Student loan management must be managed alongside your other financial priorities, and budgeting tools and apps can provide invaluable assistance in understanding income, expenses, and loan payments.
Emergency savings accounts are also crucial, to address unexpected expenses or unexpected financial setbacks, while deferment, forbearance and loan forgiveness should be explored as possible solutions.
Paying Off Your Student Loans
Staying ahead on student loan repayment can help you meet other financial goals, like saving for a house or car down payment. One effective strategy to speed up payoff is making more than the minimum monthly payments; use an online payoff calculator to estimate what savings could result.
If you have federal student loans, your loan servicer is your go-to person when it comes to repayment plans that work best for you. Auto pay allows you to ensure payments don’t slip by the wayside!
Consolidate your student loans or select an income-driven repayment plan to reduce interest costs and cap payments based on your income and family size, or work in certain fields such as teaching or public service; loan forgiveness could even be available – for more information about these opportunities check out our Guide to Student Loan Forgiveness and Relief Programs.
Living Within Your Means
Living within your means, or keeping spending below or even equal to income, is an elusive goal that may prove more difficult than anticipated due to credit cards and loans, yet reckless spending will catch up with us eventually.
Setting a budget can help you live within your means by outlining a plan to pay back debt without overspending on essential items like food, housing and transportation.
Understanding your loan balances, interest rates and repayment terms is also helpful in staying on top of any potential issues that might arise. If the current payment schedule doesn’t suit you well, contact your lender about changing it, or work with a debt settlement company to reduce what you owe. Addressing issues early can save you hassle in the future.

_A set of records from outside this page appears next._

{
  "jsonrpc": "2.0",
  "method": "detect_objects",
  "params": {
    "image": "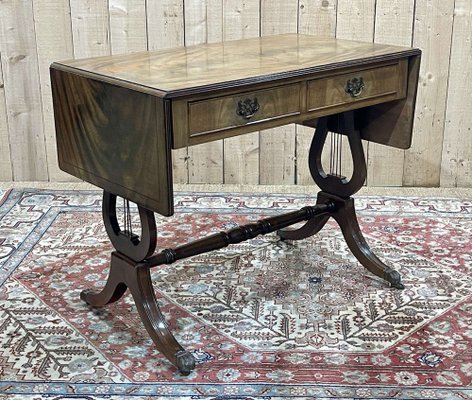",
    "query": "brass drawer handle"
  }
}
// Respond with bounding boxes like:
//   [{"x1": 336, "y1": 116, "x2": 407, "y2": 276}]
[
  {"x1": 346, "y1": 77, "x2": 365, "y2": 97},
  {"x1": 236, "y1": 97, "x2": 260, "y2": 119}
]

Loan Forgiveness and Relief Programs
If you’re struggling with student debt, loan forgiveness and cancellation could provide relief. These procedures allow for partial or total forgiveness; however, meeting certain standards usually is required – for instance the Public Service Loan Forgiveness (PSLF) program offers debt relief to people working full time for a government agency or certain non-profit organizations and making 120 on-time payments through an approved repayment plan.

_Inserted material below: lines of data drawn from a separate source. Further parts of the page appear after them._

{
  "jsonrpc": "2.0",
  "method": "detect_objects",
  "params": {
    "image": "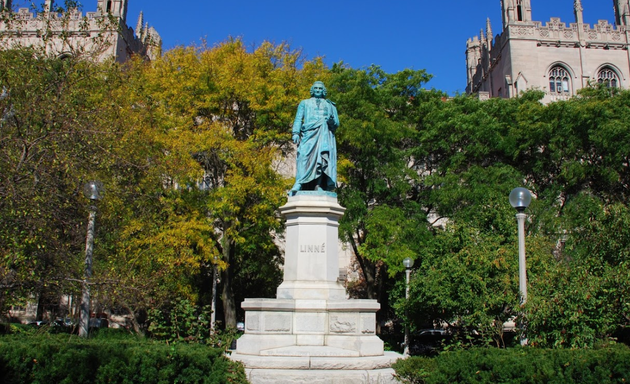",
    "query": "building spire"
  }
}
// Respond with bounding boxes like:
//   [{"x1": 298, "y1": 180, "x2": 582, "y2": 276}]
[
  {"x1": 0, "y1": 0, "x2": 13, "y2": 12},
  {"x1": 486, "y1": 17, "x2": 493, "y2": 46},
  {"x1": 613, "y1": 0, "x2": 630, "y2": 26},
  {"x1": 136, "y1": 11, "x2": 144, "y2": 39},
  {"x1": 573, "y1": 0, "x2": 584, "y2": 24}
]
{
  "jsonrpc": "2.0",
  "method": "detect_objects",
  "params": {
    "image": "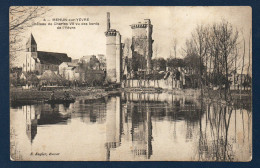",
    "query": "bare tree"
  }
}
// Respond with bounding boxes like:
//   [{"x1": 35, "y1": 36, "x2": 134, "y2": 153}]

Federal income-driven repayment plans provide lower monthly payments to borrowers with low to moderate incomes, as well as offering the possibility of loan forgiveness after 20-25 years of on-time payments. But PSLF only applies to loans issued by the federal government; any private or other types of federal loans do not qualify.

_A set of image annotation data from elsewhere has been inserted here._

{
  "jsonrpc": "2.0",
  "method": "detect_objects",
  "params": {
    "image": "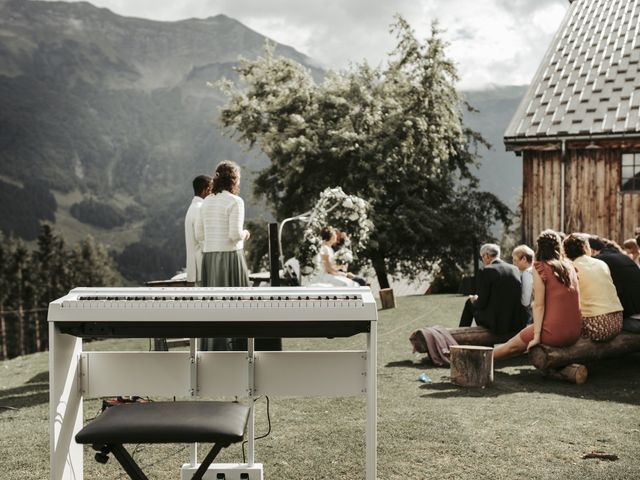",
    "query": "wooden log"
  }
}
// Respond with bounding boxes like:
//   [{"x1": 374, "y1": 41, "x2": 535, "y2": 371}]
[
  {"x1": 544, "y1": 363, "x2": 589, "y2": 385},
  {"x1": 450, "y1": 345, "x2": 493, "y2": 387},
  {"x1": 447, "y1": 327, "x2": 515, "y2": 347},
  {"x1": 529, "y1": 332, "x2": 640, "y2": 372},
  {"x1": 380, "y1": 288, "x2": 396, "y2": 310}
]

Credit cards can be an effective tool for repaying student loans, but beware. Credit card rewards are determined by how you spend, so use it responsibly by only making purchases that fit within your budget and paying off the balance each month in order to avoid interest charges.
If you have an outstanding balance on multiple credit cards, transferring it to one with an introductory zero percent APR could make financial sense. Just be mindful that these cards tend to come with minimum transfer amounts as well as transaction fees and higher interest rates after the introductory window ends.
An alternative option for paying student loans with credit cards would be using a third-party service like Plastiq; however, these providers usually charge a fee with each payment transaction.